The most important aspect to this big group of committed climbers is that I feed off their psyche. If you are struggling to try hard on your project, all you need to do is go for a walk and you are sure to come across someone giving their absolute everything and get inspired. Specially the older guys and girls, I find them way more inspiring than the younger hot shots. At the moment Viki and I are just punters at the crag, but with time and dedication I could ourselves becoming one of these seasoned crankers.

Ted Kingsnorth, the sign of true dedication. Show up, try hard.

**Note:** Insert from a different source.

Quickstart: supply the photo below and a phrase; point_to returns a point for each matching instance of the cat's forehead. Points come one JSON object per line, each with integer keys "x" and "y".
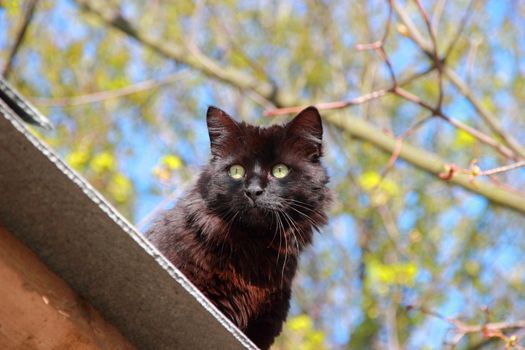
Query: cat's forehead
{"x": 261, "y": 142}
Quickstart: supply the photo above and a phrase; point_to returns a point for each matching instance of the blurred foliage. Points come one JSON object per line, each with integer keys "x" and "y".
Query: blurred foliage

In the last few weeks I've worked my way through the classic 7c's, like Metal Guru, Biological Need, Dominatrix and Comedy. Then I tried The Ashes (7c+) which felt hard as it's not my style. Then I tried Subculture (8a0 and felt that was really more my style I immediately I felt more tuned to that route. Not that I sent it in any fast fashion. It took me 4 full sessions over two weekends, and I really enjoyed the climbing and the process. I'm now working The Bulge, another 8a, which so far I had two sessions on it.

A happy van. Unless the cows come down to lick the Pembroke sea salt off the van at 5am. They like coastal salt, they don't get much up here. Why they do it at 5am and not 9am I'm just not sure, but I don't enjoy running around in my boxer shorts scaring cows away so I can go back to sleep.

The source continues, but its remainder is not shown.